More recently, the band program faced another near-death experience—the COVID pandemic, which ended all performances for more than a year. But the band persevered through skills training on Zoom and half-squad, socially distanced practices. As supporters will hear this weekend, they barely lost a step.
Alumni keep the beat
The band experience maintains a strong hold on many Terriers even after graduation.
Trumpeter Pam Rerko Dalton (CAS’12) and trumpeter, saxophonist, and percussionist James Kang (COM’14, Questom’20) founded the BU Band Alumni Network in 2015.
“The band has given us amazing relationships and really been a community-builder,” says Dalton. “When I speak to anyone who has been in band in the last 30 years, they all have created amazing networks from it.”

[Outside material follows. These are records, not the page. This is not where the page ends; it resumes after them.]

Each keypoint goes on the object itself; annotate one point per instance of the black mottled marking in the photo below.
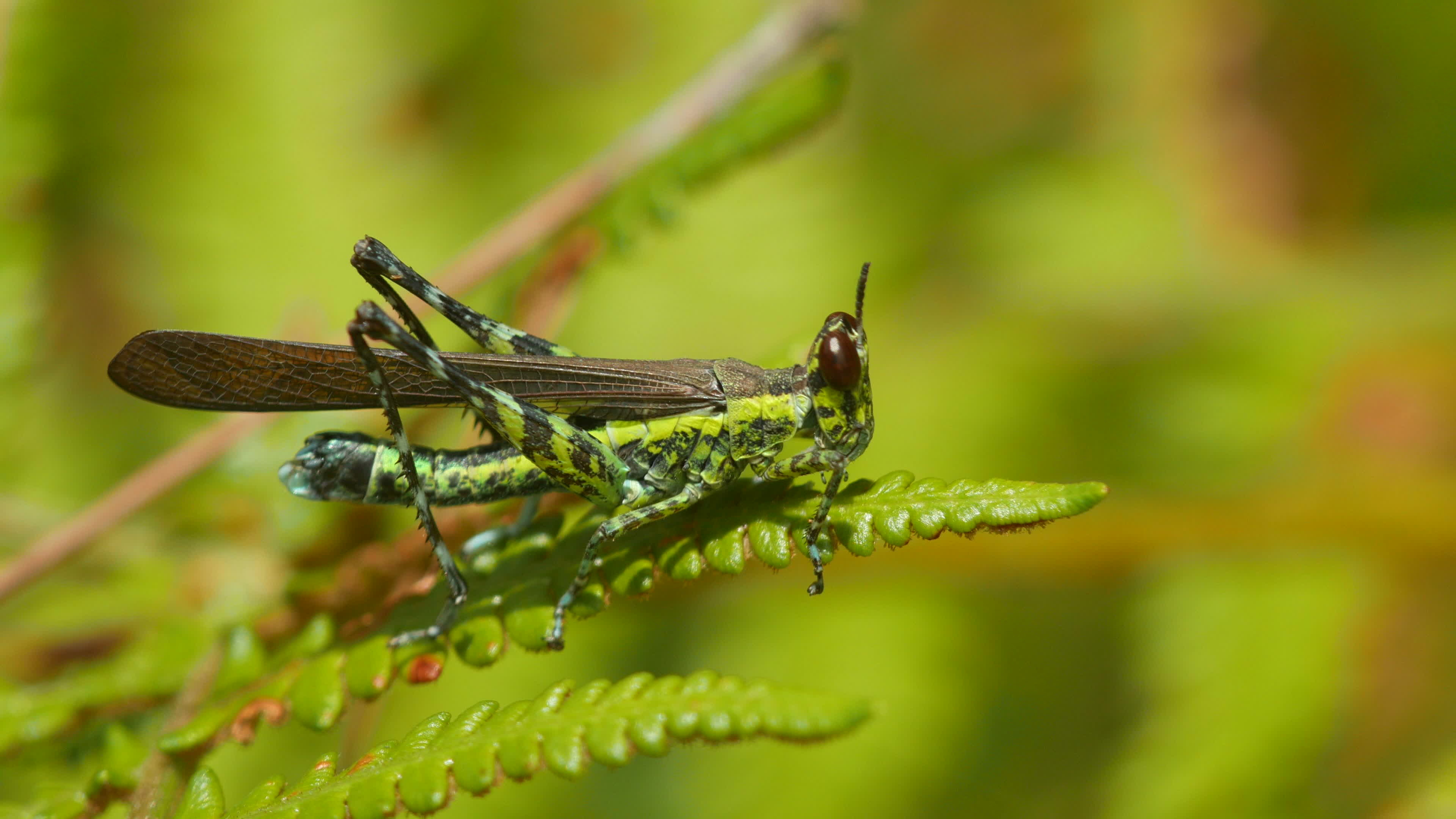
(583, 460)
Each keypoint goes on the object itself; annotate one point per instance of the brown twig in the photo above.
(780, 37)
(162, 776)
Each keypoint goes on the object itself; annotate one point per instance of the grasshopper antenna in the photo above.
(860, 295)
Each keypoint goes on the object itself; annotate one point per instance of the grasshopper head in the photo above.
(838, 378)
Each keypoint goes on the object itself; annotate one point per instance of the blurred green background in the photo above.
(1199, 250)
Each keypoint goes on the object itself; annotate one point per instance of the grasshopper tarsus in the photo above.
(647, 439)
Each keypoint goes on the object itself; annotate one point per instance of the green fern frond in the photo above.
(151, 668)
(513, 591)
(561, 731)
(116, 777)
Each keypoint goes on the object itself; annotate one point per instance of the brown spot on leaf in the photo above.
(424, 668)
(362, 763)
(245, 725)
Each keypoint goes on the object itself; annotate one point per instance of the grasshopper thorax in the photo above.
(838, 382)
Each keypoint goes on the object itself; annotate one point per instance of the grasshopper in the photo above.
(640, 439)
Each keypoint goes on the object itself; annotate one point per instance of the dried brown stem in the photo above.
(742, 69)
(162, 776)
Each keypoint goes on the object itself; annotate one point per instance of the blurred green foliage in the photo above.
(1202, 251)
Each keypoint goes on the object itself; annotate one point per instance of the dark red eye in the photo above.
(839, 361)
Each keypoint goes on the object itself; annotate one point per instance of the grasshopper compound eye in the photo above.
(839, 361)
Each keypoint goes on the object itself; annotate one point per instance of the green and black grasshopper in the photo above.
(638, 439)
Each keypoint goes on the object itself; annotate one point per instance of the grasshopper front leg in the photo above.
(810, 463)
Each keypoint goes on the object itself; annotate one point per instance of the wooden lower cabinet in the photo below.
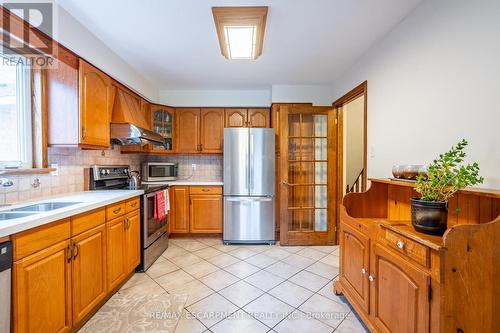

Dalton and Kang have been friends since they were in the bands as undergrads. Both still live in the Boston area. Both are still deeply connected to the experience, even though they’ve graduated and have careers, Dalton in development in higher education and Kang in marketing for a major electronics company. Kang still sits in with the concert band. Dalton can go him one better.
“I say this in the most literal and the most figurative sense—the BU Bands gave me my family,” she says. “I am literally married to a drummer from the band”—that would be Jesse Dalton (CAS’11, GRS’11)—“and we have a one-year-old.
“In the figurative sense of family, James and I and my husband were just at the wedding of two BU Bands members. And two weeks ago we were at a wedding of another BU Bands member. And between those, I have talked to probably 13 or 14 band members. If I wanna cry, that’s who I call, and if I wanna laugh, that’s who I call. They are truly my family members,” Dalton says.
Wanting everyone to share the same sense of connection, they founded the network with help from BU’s Alumni & Friends. COVID actually helped with that, as “virtual reunions” became commonplace.
“A lot of the things the band was doing with alumni were really kind of grassroots, and I think we wanted to formalize the communication a little bit,” Kang says, “and also make sure that we were sort of not only reaching out to the alumni in the local area, the young alumni that we know just graduated, but that we were reaching out to everybody that was in the area across the decades, and then around the globe too.”
Band alums who want to get in touch can email the two at alumband@bu.edu, check out their webpage, join their active Facebook Group, or “like” their Facebook page. Kang, Dalton, and other alums help the bands every year with Friends & Family Weekend, and generally improve communications, “so when the band plays at Faneuil Hall, the alumni know about it,” Dalton says.
And they keep their own hands in the music. “There are usually hockey and basketball games over winter break where the students are home and enjoying their families, including one game marketed as ‘All-Alumni Pep Band,’ so the alumni step in to play, and we kind of make it a big special day where it’s all alumni and we get to pull our instruments back out,” Dalton says and smiles. “And you know, we sound just as good as the last time we played!”